BMR Calculator
Calculate your Basal Metabolic Rate using the Mifflin-St Jeor formula.
Enter your values and click Calculate
Your Basal Metabolic Rate (BMR) is the number of calories your body needs every day just to keep you alive — covering breathing, circulation, organ function, temperature regulation, and cell repair — without any physical activity factored in. It represents the minimum caloric floor below which your body cannot function safely. The Mifflin-St Jeor equation, developed in 1990 from a study of 498 adults, is consistently rated the most accurate BMR formula for non-obese individuals and is the preferred method among registered dietitians and nutrition professionals. Knowing your BMR is the starting point for any serious nutrition plan: multiply it by an activity factor to get your Total Daily Energy Expenditure (TDEE), then set your calorie intake above or below that level to gain or lose weight.
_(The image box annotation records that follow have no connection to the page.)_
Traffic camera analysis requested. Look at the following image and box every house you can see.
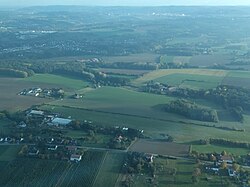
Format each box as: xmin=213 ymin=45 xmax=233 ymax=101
xmin=227 ymin=169 xmax=236 ymax=177
xmin=70 ymin=154 xmax=82 ymax=162
xmin=51 ymin=118 xmax=72 ymax=126
xmin=66 ymin=146 xmax=77 ymax=153
xmin=18 ymin=121 xmax=27 ymax=128
xmin=48 ymin=145 xmax=58 ymax=151
xmin=220 ymin=155 xmax=234 ymax=164
xmin=28 ymin=110 xmax=44 ymax=117
xmin=145 ymin=154 xmax=154 ymax=163
xmin=28 ymin=147 xmax=39 ymax=156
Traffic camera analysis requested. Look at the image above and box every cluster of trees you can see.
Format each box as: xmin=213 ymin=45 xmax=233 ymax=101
xmin=165 ymin=99 xmax=219 ymax=122
xmin=0 ymin=68 xmax=29 ymax=78
xmin=123 ymin=152 xmax=155 ymax=177
xmin=140 ymin=81 xmax=250 ymax=122
xmin=209 ymin=138 xmax=250 ymax=149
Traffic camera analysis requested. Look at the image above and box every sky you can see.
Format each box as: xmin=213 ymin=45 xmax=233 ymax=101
xmin=0 ymin=0 xmax=250 ymax=6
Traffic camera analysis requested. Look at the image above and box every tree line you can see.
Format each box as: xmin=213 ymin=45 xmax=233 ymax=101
xmin=165 ymin=99 xmax=219 ymax=122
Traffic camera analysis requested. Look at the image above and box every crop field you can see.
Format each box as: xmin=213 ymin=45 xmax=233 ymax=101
xmin=133 ymin=69 xmax=227 ymax=85
xmin=103 ymin=53 xmax=159 ymax=63
xmin=189 ymin=55 xmax=231 ymax=67
xmin=222 ymin=71 xmax=250 ymax=89
xmin=94 ymin=152 xmax=125 ymax=187
xmin=0 ymin=119 xmax=11 ymax=133
xmin=98 ymin=68 xmax=150 ymax=75
xmin=40 ymin=105 xmax=250 ymax=143
xmin=0 ymin=152 xmax=105 ymax=187
xmin=0 ymin=78 xmax=52 ymax=111
xmin=0 ymin=145 xmax=20 ymax=161
xmin=155 ymin=73 xmax=223 ymax=89
xmin=129 ymin=139 xmax=189 ymax=157
xmin=24 ymin=74 xmax=88 ymax=90
xmin=192 ymin=144 xmax=250 ymax=156
xmin=143 ymin=158 xmax=237 ymax=187
xmin=49 ymin=87 xmax=176 ymax=118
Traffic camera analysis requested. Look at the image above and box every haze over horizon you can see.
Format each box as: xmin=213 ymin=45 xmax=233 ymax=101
xmin=0 ymin=0 xmax=250 ymax=7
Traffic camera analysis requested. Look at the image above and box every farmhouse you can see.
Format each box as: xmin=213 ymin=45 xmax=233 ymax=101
xmin=220 ymin=155 xmax=234 ymax=164
xmin=66 ymin=146 xmax=77 ymax=153
xmin=51 ymin=118 xmax=72 ymax=126
xmin=70 ymin=154 xmax=82 ymax=162
xmin=28 ymin=146 xmax=39 ymax=156
xmin=48 ymin=145 xmax=58 ymax=151
xmin=28 ymin=110 xmax=44 ymax=117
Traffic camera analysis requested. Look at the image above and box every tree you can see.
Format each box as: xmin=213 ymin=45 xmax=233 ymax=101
xmin=220 ymin=162 xmax=227 ymax=169
xmin=233 ymin=163 xmax=240 ymax=171
xmin=221 ymin=150 xmax=227 ymax=156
Even without adjusting for activity, your BMR tells you the calories needed to maintain weight if you were completely sedentary — a critical figure for anyone tracking macros, planning a diet, or working with a healthcare provider.
How It Works
The Mifflin-St Jeor formula computes BMR as: BMR = (10 × weight in kg) + (6.25 × height in cm) − (5 × age in years) + sex_constant. The sex constant is +5 for males and −161 for females, reflecting the average metabolic difference between biological sexes primarily due to differences in muscle mass and hormonal composition. As a worked example: a 30-year-old male weighing 70 kg and standing 175 cm tall calculates as (10 × 70) + (6.25 × 175) − (5 × 30) + 5 = 700 + 1093.75 − 150 + 5 = 1648.75 calories per day. Each kilogram of weight adds 10 calories, each centimeter of height adds 6.25 calories, and each year of age subtracts 5 calories. The formula was validated against indirect calorimetry measurements and outperforms the older Harris-Benedict equation for most adults. Results are rounded to the nearest whole calorie.